How would things change if I came at reading, writing, and basic literacy from a completely asset point of view? What if we built off of the children’s strengths culturally, linguistically, socially? How would my literacy instruction change if I cared less about a number and more about individual student growth? Would I spend less time testing and more time observing the student strengths and trying to work from those?  How do we move past the standardized test when that IS the test that schools/divisions/governments base achievement on?

I just asked 5 questions that are somewhat rhetorical because unfortunately I cannot leave the system that I teach in. I now need to decide how to work within that system. I can’t just complain about the system if I do not offer suggestions on how to problem solve these issues. That said, here are three things I am going to try to do when I get back into the classroom after my mat leave is over:

  1. Use cultural language/print more effectively.  I want English AND the other languages children speak in my classroom represented within my classroom. This will be done through labelling the classroom, but also through homemade books and artifacts co-created by students and their parents. Many parents/siblings will be more than willing to help bring a bit of themselves and their culture and language into our classroom. Rather than a teddy bear journal that gets sent home over the weekend, maybe a journal that encourages new vocabulary from all of the homes of the children could be sent home.
  2. Use more than a phonics based approach to teach reading. This is hard for me as I feel like I have done a “good job” of using reading strategies, phonics, and structures of English to help students learn to read English… BUT I know that I need a bigger representation of language in my classroom. When I taught Kindergarten, I used to use the children’s names to help them see the English language structures.
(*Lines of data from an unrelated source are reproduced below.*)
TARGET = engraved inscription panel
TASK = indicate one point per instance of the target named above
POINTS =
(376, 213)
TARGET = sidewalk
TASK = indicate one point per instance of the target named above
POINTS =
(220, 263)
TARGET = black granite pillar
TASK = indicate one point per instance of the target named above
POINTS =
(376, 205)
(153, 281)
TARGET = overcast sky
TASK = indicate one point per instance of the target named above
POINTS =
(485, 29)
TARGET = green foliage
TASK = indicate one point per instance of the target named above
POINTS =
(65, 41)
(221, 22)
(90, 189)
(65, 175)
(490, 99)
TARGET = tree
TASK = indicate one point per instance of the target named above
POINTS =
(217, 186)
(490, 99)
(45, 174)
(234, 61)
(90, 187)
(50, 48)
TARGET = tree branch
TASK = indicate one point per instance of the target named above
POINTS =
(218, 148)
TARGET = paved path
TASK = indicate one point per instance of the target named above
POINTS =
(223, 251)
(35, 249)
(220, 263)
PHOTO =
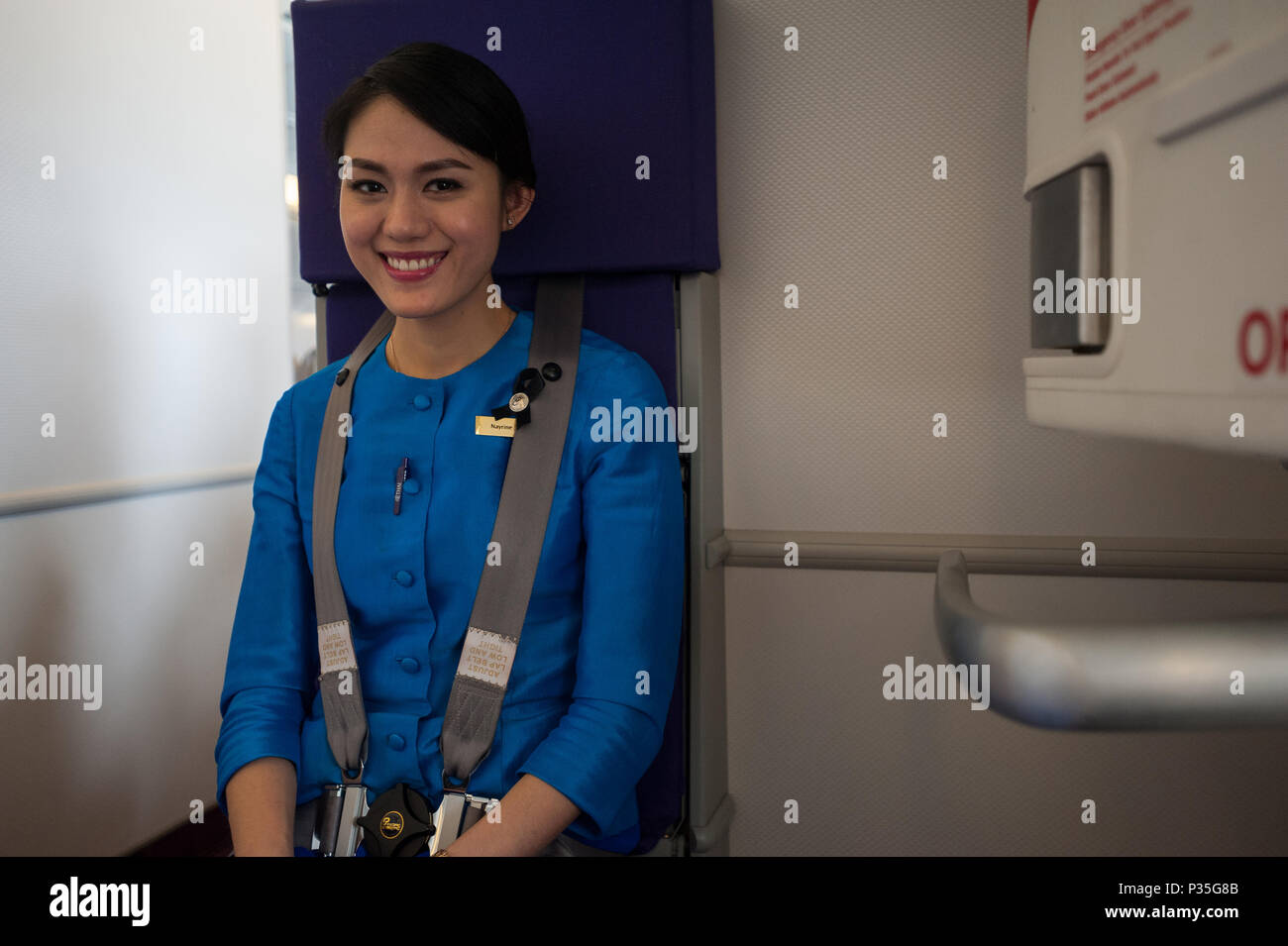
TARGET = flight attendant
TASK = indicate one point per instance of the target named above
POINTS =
(441, 167)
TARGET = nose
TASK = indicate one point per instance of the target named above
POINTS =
(407, 216)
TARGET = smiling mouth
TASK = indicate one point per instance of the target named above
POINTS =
(424, 264)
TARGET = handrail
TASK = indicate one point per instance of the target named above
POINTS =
(1164, 676)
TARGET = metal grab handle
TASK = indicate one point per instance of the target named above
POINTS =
(1117, 676)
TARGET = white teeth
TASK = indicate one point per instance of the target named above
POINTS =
(411, 265)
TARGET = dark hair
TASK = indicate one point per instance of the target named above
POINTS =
(455, 94)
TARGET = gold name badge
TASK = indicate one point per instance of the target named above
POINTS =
(485, 424)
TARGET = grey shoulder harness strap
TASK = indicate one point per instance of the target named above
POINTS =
(541, 404)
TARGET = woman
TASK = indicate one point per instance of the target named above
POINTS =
(441, 163)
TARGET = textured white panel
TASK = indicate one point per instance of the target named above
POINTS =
(807, 722)
(913, 293)
(914, 300)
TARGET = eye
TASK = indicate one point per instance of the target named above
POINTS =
(360, 184)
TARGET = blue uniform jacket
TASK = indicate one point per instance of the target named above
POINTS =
(605, 609)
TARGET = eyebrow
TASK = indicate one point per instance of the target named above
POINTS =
(420, 168)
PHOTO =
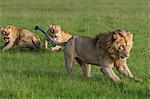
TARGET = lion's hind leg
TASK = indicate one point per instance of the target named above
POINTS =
(122, 67)
(86, 68)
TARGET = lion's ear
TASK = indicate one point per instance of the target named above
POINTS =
(115, 36)
(130, 35)
(1, 28)
(50, 26)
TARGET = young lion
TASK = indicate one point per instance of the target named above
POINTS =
(106, 50)
(57, 33)
(22, 38)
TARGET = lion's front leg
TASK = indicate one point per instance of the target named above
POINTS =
(8, 46)
(46, 43)
(56, 48)
(110, 73)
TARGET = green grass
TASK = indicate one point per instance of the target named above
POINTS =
(42, 75)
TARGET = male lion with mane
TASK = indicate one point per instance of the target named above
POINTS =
(106, 50)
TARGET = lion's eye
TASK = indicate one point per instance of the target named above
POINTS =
(121, 47)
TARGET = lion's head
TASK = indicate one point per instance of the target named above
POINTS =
(7, 30)
(116, 44)
(54, 30)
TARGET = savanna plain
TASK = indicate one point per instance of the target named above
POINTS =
(42, 74)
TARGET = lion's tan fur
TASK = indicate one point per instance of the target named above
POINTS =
(61, 36)
(22, 38)
(106, 50)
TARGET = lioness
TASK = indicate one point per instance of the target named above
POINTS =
(22, 38)
(106, 50)
(57, 33)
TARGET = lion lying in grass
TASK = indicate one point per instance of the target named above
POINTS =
(22, 38)
(106, 50)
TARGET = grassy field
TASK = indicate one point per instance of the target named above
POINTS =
(42, 74)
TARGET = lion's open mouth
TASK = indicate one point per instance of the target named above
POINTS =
(54, 37)
(5, 36)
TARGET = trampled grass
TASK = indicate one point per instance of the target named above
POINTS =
(42, 75)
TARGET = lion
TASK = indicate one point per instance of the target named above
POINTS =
(108, 49)
(57, 33)
(22, 38)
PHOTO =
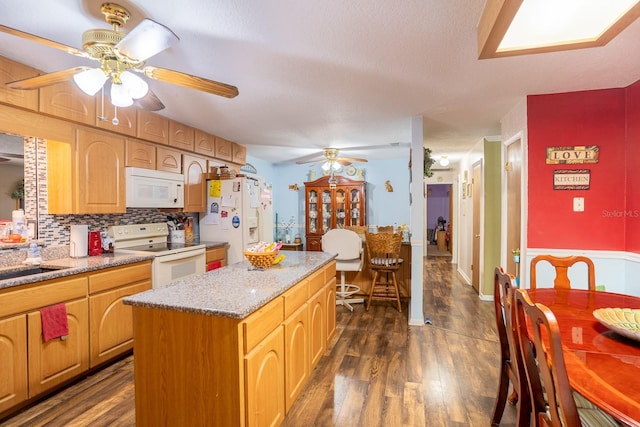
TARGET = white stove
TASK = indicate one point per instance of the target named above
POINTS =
(172, 261)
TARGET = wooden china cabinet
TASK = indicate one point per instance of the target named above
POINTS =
(328, 208)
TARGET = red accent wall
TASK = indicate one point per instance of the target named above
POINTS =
(574, 119)
(632, 230)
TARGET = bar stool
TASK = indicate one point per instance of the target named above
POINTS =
(384, 257)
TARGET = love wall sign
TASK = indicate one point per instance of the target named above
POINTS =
(572, 155)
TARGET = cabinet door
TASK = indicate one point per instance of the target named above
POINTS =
(296, 353)
(65, 100)
(264, 381)
(181, 136)
(330, 305)
(140, 154)
(111, 323)
(152, 127)
(168, 160)
(100, 173)
(205, 143)
(13, 359)
(317, 327)
(57, 360)
(194, 194)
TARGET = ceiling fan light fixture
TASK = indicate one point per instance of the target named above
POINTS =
(135, 85)
(120, 96)
(90, 81)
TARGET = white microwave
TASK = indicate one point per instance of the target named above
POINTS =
(148, 188)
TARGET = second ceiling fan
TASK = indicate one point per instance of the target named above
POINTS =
(121, 57)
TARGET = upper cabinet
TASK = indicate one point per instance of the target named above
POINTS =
(152, 127)
(66, 101)
(205, 143)
(181, 136)
(11, 71)
(239, 154)
(89, 177)
(224, 149)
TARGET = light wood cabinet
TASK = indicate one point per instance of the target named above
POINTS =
(205, 143)
(89, 174)
(327, 208)
(239, 154)
(67, 101)
(168, 160)
(13, 359)
(264, 370)
(152, 127)
(111, 322)
(11, 71)
(140, 154)
(181, 136)
(106, 112)
(57, 360)
(194, 168)
(224, 149)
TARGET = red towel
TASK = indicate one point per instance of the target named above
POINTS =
(54, 321)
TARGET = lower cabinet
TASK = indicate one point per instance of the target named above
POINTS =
(58, 360)
(13, 359)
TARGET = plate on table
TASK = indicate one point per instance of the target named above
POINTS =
(624, 321)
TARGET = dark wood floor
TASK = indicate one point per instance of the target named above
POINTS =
(378, 370)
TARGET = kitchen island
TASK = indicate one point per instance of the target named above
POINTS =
(233, 346)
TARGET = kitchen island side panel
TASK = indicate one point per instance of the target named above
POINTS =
(187, 369)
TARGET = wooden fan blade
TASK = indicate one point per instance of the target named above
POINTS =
(146, 39)
(149, 102)
(46, 42)
(353, 159)
(46, 79)
(193, 82)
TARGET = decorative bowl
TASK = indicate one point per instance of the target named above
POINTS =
(624, 321)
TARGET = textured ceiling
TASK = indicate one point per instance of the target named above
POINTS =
(331, 73)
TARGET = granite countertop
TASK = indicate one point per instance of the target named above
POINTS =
(233, 291)
(69, 266)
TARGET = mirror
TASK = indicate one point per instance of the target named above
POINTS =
(11, 174)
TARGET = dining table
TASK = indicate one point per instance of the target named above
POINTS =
(601, 364)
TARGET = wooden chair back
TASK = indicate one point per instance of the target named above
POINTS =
(541, 349)
(383, 250)
(562, 265)
(511, 366)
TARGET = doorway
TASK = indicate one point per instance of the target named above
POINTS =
(439, 219)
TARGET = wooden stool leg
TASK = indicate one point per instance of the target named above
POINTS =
(373, 286)
(395, 287)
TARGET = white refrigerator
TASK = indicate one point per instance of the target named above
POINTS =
(239, 212)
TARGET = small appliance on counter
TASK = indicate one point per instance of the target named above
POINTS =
(95, 243)
(78, 241)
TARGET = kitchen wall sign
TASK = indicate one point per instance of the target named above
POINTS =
(567, 179)
(572, 155)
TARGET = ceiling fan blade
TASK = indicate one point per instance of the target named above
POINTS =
(149, 102)
(146, 39)
(46, 42)
(46, 79)
(193, 82)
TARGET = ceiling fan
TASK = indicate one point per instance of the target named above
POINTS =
(331, 159)
(121, 57)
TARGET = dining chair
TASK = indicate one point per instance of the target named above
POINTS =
(347, 246)
(553, 401)
(511, 366)
(383, 251)
(562, 265)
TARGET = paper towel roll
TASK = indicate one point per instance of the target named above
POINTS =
(79, 241)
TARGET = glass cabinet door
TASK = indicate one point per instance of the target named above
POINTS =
(341, 207)
(327, 211)
(313, 211)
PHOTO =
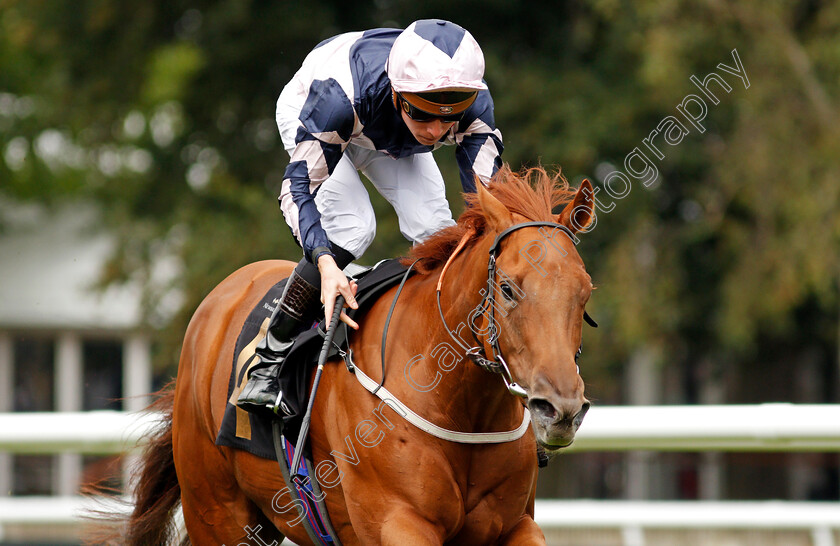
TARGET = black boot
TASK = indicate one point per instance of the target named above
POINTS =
(298, 304)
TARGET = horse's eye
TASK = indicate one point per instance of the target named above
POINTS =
(507, 291)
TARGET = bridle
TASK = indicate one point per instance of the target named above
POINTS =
(477, 354)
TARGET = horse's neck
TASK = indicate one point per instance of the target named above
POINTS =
(471, 396)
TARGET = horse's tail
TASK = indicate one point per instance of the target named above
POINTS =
(157, 492)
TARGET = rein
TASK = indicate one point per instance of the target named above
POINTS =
(477, 354)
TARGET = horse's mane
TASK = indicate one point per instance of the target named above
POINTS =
(532, 193)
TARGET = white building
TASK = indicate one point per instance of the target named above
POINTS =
(64, 345)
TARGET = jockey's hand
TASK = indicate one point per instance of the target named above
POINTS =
(333, 283)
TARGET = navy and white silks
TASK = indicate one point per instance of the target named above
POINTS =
(336, 117)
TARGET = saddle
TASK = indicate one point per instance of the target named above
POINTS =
(253, 433)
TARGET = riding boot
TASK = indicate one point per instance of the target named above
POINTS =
(298, 304)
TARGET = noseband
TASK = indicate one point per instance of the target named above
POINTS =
(477, 354)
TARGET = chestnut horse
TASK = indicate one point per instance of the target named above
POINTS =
(386, 481)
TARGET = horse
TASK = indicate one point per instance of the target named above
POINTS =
(386, 481)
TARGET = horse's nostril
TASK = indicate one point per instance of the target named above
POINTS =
(543, 408)
(581, 414)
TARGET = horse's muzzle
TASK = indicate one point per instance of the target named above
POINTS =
(555, 424)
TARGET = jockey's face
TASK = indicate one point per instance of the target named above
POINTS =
(429, 132)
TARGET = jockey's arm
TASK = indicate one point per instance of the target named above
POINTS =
(480, 146)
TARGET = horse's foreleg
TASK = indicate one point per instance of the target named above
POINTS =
(524, 533)
(407, 528)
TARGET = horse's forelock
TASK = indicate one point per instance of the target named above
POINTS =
(532, 193)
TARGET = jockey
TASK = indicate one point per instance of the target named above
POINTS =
(377, 102)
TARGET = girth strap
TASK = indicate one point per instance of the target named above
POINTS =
(430, 428)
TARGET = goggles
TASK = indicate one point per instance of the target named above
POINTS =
(447, 106)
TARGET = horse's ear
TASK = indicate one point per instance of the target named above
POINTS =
(580, 212)
(497, 215)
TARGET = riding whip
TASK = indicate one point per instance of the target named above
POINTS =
(322, 358)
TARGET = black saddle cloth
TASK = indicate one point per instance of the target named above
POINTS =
(243, 430)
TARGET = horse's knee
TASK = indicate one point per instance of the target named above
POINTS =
(410, 529)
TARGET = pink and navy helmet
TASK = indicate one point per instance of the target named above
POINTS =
(433, 55)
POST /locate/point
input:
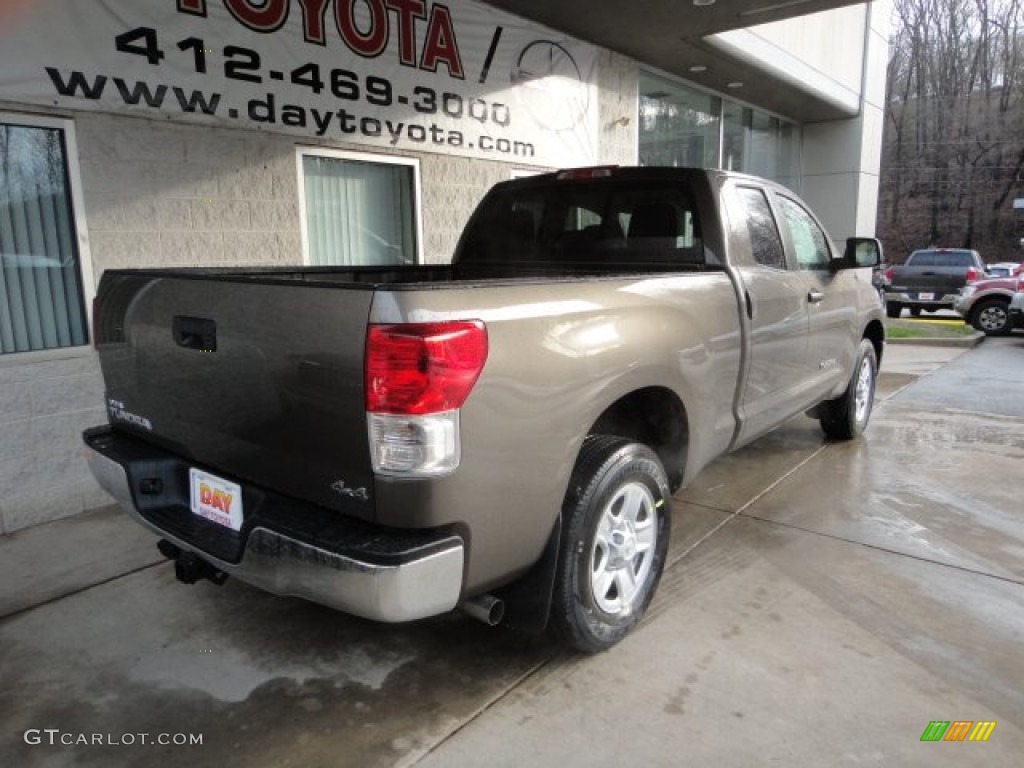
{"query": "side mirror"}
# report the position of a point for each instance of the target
(860, 252)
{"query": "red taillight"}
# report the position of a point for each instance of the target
(428, 368)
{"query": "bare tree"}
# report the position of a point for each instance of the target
(954, 131)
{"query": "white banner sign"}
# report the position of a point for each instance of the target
(456, 78)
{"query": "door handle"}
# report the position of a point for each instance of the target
(195, 333)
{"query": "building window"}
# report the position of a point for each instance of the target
(42, 304)
(358, 210)
(682, 126)
(679, 126)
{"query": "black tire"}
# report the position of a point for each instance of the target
(847, 416)
(991, 316)
(616, 518)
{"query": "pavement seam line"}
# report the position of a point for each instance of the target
(747, 505)
(416, 759)
(834, 537)
(78, 591)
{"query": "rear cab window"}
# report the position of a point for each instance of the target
(614, 222)
(941, 258)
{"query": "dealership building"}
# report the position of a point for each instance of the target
(180, 133)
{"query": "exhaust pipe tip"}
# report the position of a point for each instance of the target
(486, 608)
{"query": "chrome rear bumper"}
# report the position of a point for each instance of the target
(419, 586)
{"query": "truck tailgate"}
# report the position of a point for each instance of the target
(257, 381)
(939, 280)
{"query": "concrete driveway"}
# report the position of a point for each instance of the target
(823, 604)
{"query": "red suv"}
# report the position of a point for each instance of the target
(985, 303)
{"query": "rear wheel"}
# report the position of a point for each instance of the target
(846, 417)
(616, 519)
(991, 316)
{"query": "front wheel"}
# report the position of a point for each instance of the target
(616, 519)
(846, 417)
(991, 316)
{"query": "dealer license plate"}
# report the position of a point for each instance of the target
(216, 499)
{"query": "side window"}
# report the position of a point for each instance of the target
(808, 240)
(41, 286)
(765, 240)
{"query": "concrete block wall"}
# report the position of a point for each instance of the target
(44, 406)
(161, 195)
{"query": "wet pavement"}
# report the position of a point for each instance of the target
(822, 604)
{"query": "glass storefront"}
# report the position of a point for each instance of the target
(683, 126)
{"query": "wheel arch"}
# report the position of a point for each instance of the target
(875, 332)
(655, 417)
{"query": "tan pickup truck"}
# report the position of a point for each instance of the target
(502, 434)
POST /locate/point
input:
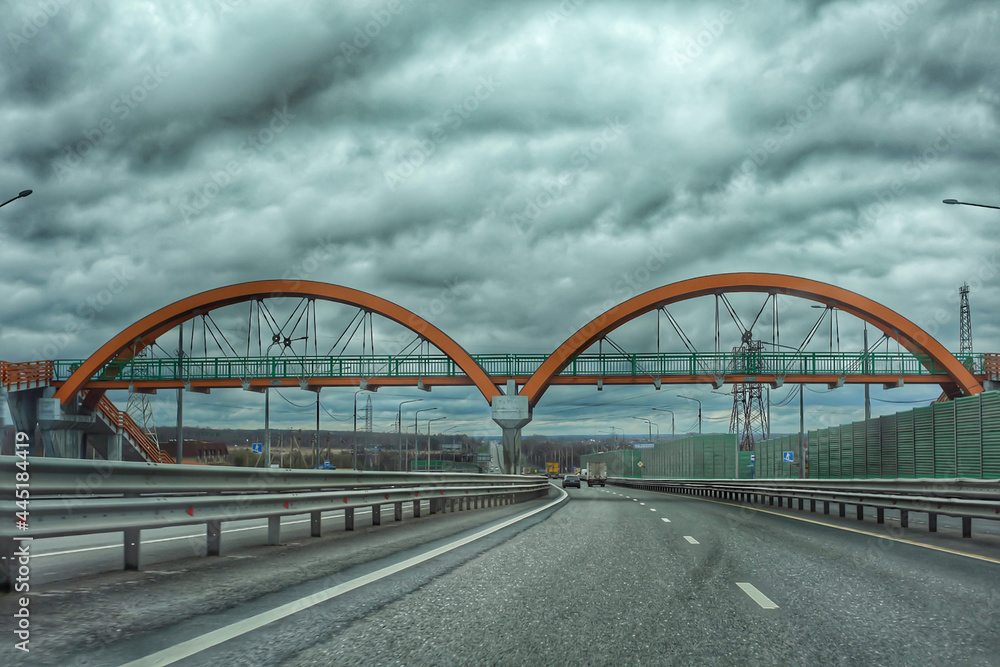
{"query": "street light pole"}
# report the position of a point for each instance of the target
(416, 435)
(672, 431)
(399, 425)
(22, 193)
(649, 424)
(699, 409)
(436, 419)
(946, 201)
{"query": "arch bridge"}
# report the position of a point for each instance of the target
(67, 397)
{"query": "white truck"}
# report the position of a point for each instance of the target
(596, 474)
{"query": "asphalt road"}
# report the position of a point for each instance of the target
(601, 579)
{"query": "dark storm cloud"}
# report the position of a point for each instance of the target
(507, 172)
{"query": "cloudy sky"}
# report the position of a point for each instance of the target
(503, 169)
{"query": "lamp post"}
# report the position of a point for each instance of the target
(21, 194)
(672, 431)
(699, 409)
(356, 425)
(946, 201)
(416, 435)
(399, 425)
(436, 419)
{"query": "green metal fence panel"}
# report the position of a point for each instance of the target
(887, 438)
(860, 432)
(968, 437)
(873, 443)
(820, 454)
(990, 409)
(847, 451)
(745, 469)
(836, 454)
(904, 445)
(923, 442)
(812, 438)
(944, 439)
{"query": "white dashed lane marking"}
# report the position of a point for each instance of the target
(758, 597)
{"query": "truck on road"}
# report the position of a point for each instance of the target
(597, 474)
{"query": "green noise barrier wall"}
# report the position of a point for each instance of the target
(959, 438)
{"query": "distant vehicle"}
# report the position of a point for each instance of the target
(597, 474)
(571, 480)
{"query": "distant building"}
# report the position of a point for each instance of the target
(199, 450)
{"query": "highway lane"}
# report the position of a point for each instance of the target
(620, 576)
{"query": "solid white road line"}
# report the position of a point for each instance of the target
(758, 597)
(191, 647)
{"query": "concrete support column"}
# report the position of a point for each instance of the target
(511, 412)
(132, 543)
(214, 533)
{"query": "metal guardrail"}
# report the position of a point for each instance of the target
(963, 498)
(73, 497)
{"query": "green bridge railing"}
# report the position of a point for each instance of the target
(503, 365)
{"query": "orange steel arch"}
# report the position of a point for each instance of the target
(897, 327)
(141, 334)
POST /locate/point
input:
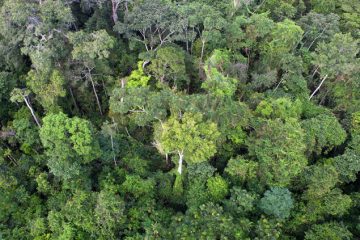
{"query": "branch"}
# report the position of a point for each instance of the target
(317, 89)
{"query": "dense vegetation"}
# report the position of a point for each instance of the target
(180, 119)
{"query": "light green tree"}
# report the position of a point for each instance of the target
(191, 138)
For example, if Mikayla was the helper of the day, we would talk about how the “ay” in her name says a long a sound. This would be similar to the ‘ay’ in day, say, pray, spray etc. This might work for names that follow English “rules.” But what will I do when someone’s name does not fit? How can I honour a child’s name that was originally made for a language other than English? How can I use this as a chance to honour, represent and draw attention to that child’s culture, heritage and home language? Even further, how do I look at this experience for children and depathologize in my own practice?
  3. I will actively use more than the DRA or other standardized tests for decision making within my classroom. I think the chapters were pretty clear that most educational institutions are using the biomedical approach for decision making, understanding knowledge production,  and policy creation in regards to children.  There is not much I can do about that, except push back and show that I will not use those means to make decisions within my own classroom. I will show that students have value beyond the tests and constraints the “system” has put on them, and I will do everything I can to make informed decisions using the personal knowledge I have gained about my students through dialogues with them and their families. “The children of Elmwood received literacy instruction based on a single theory. When one theory is exclusively employed, only the goals of that theory can be achieved” (Early Childhood Curricula and the De-Pathologizing of Childhood, Ianacci and Heydon, p. 83). I will strive in every way possible to use more than a single approach to literacy for my future students.

What do you think? What are other ways we can teach literacy from an asset based approach? Am I off base? An idealist? Or is this something we need to strive for in our schools?